Wird Karrer zitiert, ohne dass es als solches erkenntlich wird, entsteht eine Unklarheit in Bezug auf die zeitliche Bestimmung.
2.3. Der Ursprung des Gesprächs
Ein weiterer Aspekt der Textabschnitte, die durch philosophische Überlegungen gefüllt sind, ist der zeitliche Rahmen, in dem solche Klugheiten entstehen. Die Komplexität des philosophischen Diskurses lässt vermuten, dass nicht die Erkenntnisse eines Nachmittags wiedergegeben werden, sondern Überlegungen, die über einen längeren Zeitraum entstanden sind, komprimiert zusammengefasst werden. Trotz ihrer Unmittelbarkeit und der dadurch vermittelten zeitlichen Geschlossenheit, beinhaltet eine solche Passage eine eventuell viel größere Zeitspanne, da durch die Zusammenfassung eine Raffung stattfindet.
Oehler und Karrer gehen seit langer Zeit immer wieder dieselbe Strecke, und wie sich der Ablauf der Ereignisse während des Spaziergangs wiederholt (Einkehr bei Obenaus, Tauben füttern und Streit bei Rustenschacher), wiederholen sich auch die Gespräche nach dem immer selben Muster.7 Das letzte Gespräch beinhaltet aber immer auch die Überlegungen und Ergebnisse aller vorherigen; und eine Figur, die die letzte Version eines immer wieder geführten Gespräches wiedergeben möchte, muss zwangsläufig auch aus allen vorherigen zitieren.

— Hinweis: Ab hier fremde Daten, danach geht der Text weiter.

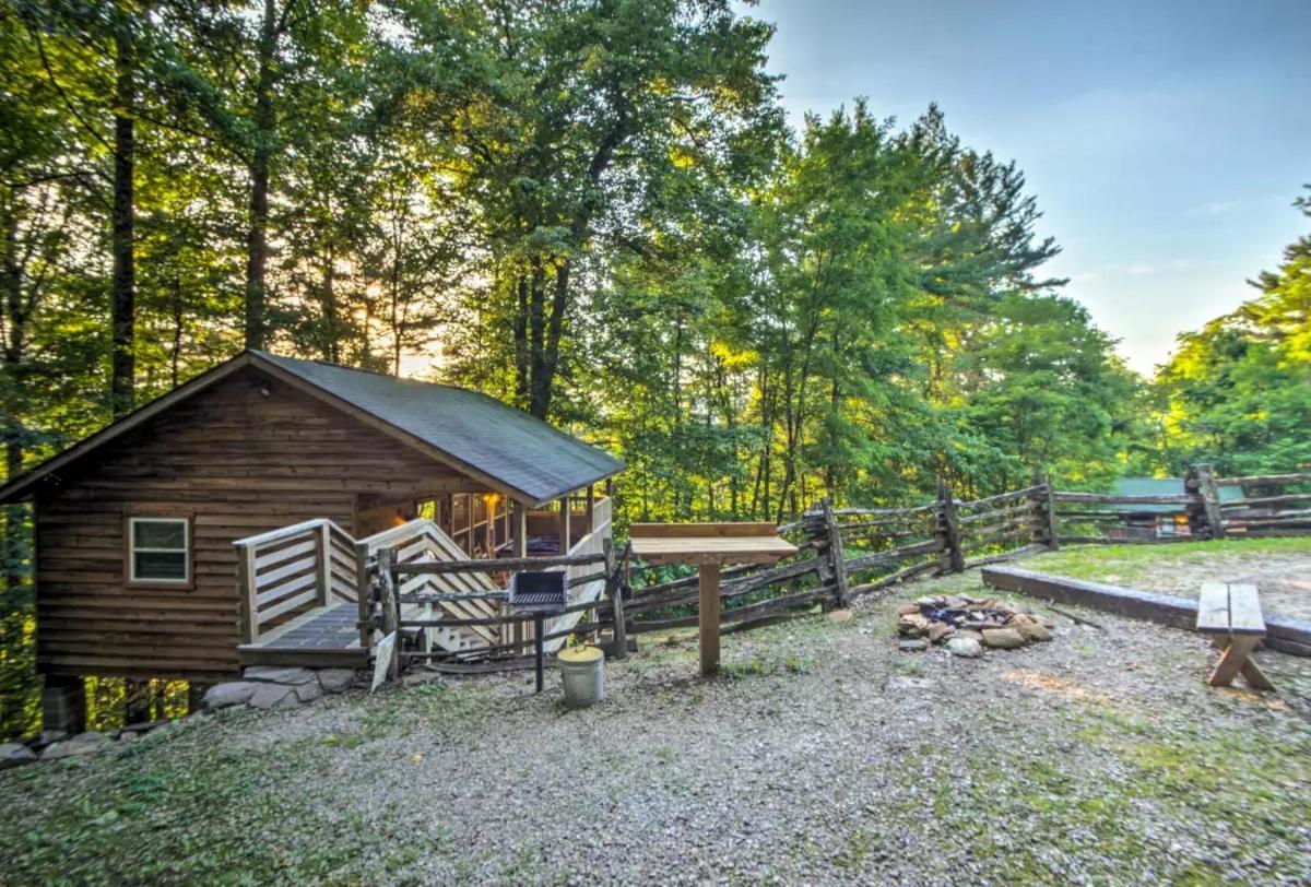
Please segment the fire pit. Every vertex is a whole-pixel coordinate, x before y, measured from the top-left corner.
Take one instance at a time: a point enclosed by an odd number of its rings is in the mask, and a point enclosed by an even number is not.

Die Ähnlichkeit der Abläufe zwischen den Spaziergängen von Oehler und dem Ich-Erzähler und den Spaziergängen von Oehler und Karrer, wird im Gespräch über den Konflikt des Genies mit demösterreichischen Staat belegt: „ Darüber habe ich genau an dieser Stelle mit Karrer gesprochen, nachdem wir ein paar Stunden vorher auf dem Begräbnis Hollensteiners gewesen sind. “ 8 Die Wiederholung der Geh- und Denkmuster in den Spaziergängen Karrers wird an seiner immer wiederkehrenden abschließenden Handlung deutlich.
[...]
1 Mann, Thomas: Der Zauberberg. Frankfurt am Main, 1991.
2 Genette trug diesem Problem Rechnung, indem er das Verhältnis zwischen der Dauer der Geschichte und der Dauer der Erzählung unter der Perspektive der Geschwindigkeit betrachtet.

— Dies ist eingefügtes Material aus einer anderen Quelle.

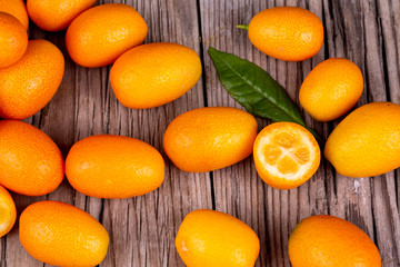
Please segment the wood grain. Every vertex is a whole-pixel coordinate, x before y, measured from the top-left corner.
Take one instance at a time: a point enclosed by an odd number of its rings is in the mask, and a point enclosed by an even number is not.
[[[231,214],[251,226],[261,241],[256,266],[289,267],[288,238],[301,219],[316,214],[344,218],[363,229],[379,247],[382,266],[400,266],[399,170],[379,177],[351,179],[322,160],[310,181],[292,190],[277,190],[258,177],[251,157],[210,174],[178,170],[162,150],[162,136],[178,115],[204,106],[240,106],[220,85],[207,50],[210,46],[246,58],[277,79],[298,102],[302,80],[327,58],[354,61],[364,77],[357,106],[371,101],[400,103],[400,2],[398,0],[106,0],[122,2],[143,16],[146,42],[170,41],[194,49],[203,63],[202,79],[188,93],[166,106],[131,110],[116,99],[110,67],[76,66],[64,47],[64,31],[48,33],[32,22],[30,38],[56,43],[66,57],[62,85],[40,112],[26,121],[46,131],[68,154],[73,142],[97,134],[139,138],[159,149],[167,162],[166,181],[156,191],[121,200],[97,199],[74,191],[67,180],[43,197],[13,194],[19,214],[29,204],[56,199],[80,207],[104,225],[111,241],[100,266],[184,266],[174,249],[183,217],[198,208]],[[323,22],[324,44],[303,62],[284,62],[257,50],[236,24],[250,22],[259,11],[299,6]],[[306,122],[326,138],[340,119],[320,123],[303,112]],[[259,129],[270,121],[258,119]],[[18,226],[1,238],[1,267],[43,266],[22,248]]]

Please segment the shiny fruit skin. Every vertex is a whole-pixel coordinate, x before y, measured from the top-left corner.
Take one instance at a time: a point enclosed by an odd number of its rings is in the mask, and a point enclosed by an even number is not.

3 Zum Beispiel erfährt man auf S. 81 (Seitenangaben ohne weitere Quellenangaben beziehen sich im Folgenden auf „Bernhard, Thomas. Gehen. Frankfurt am Main, 1971.), dass Oehler mal nach dreißig Jahren Amerika nach Wien zurückgekehrt ist, allerdings ohne Angabe, wie lange das wiederum zurückliegt. Auch der Bezug zu S. 22 vermittelt nur vage die seitdem verstrichene Zeit von wahrscheinlich zwanzig Jahren.

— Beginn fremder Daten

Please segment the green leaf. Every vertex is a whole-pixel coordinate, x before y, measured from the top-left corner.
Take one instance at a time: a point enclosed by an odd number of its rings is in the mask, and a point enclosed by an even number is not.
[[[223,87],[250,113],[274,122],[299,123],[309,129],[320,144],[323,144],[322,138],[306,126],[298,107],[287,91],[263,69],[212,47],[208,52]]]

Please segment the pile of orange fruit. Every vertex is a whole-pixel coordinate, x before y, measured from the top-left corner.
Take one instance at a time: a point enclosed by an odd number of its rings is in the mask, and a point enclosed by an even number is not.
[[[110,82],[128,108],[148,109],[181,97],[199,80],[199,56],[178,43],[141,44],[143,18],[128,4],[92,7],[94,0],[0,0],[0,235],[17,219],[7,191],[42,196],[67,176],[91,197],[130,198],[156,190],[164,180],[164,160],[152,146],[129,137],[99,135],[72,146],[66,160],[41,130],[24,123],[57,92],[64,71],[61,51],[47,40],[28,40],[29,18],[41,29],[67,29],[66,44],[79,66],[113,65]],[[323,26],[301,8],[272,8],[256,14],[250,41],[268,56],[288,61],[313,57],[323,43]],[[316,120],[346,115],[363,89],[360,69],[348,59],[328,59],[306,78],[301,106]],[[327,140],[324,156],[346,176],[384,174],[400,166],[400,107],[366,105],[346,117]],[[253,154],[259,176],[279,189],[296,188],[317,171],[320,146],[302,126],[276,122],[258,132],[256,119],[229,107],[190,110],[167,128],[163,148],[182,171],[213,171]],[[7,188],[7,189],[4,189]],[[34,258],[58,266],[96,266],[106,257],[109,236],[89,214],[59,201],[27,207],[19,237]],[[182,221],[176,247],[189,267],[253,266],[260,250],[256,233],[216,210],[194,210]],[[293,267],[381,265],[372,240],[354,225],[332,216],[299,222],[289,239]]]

4 Albes, Claudia: Der Spaziergang als Erzählmodell. Studien zu Jean-Jacques Rousseau, Adalbert Stifter, Robert Walser und Thomas Bernhard. Tübingen/ Basel 1999, S.33.
5 Jahraus, Oliver: Die Wiederholung als werkkonstitutives Prinzip im Œuvre Thomas Bernhards. Frankfurt am Main/ Bern/ New York/ Paris, 1991. (Europäische Hochschulschriften: Reihe 1, Deutsche Sprache und Literatur; Bd. 1257), Hervorhebung im Original, S. 35.
6 Bernhard, Thomas: Gehen. Frankfurt am Main, 1971, S. 22.
7 Auch hier wieder der Verweis auf S.22, in der Oehler behauptet, seit zwanzig Jahren die Klosterneuburgerstraße mit Karrer zu begehen.
8 Bernhard, Thomas: Gehen. Frankfurt am Main, 1971, S.40.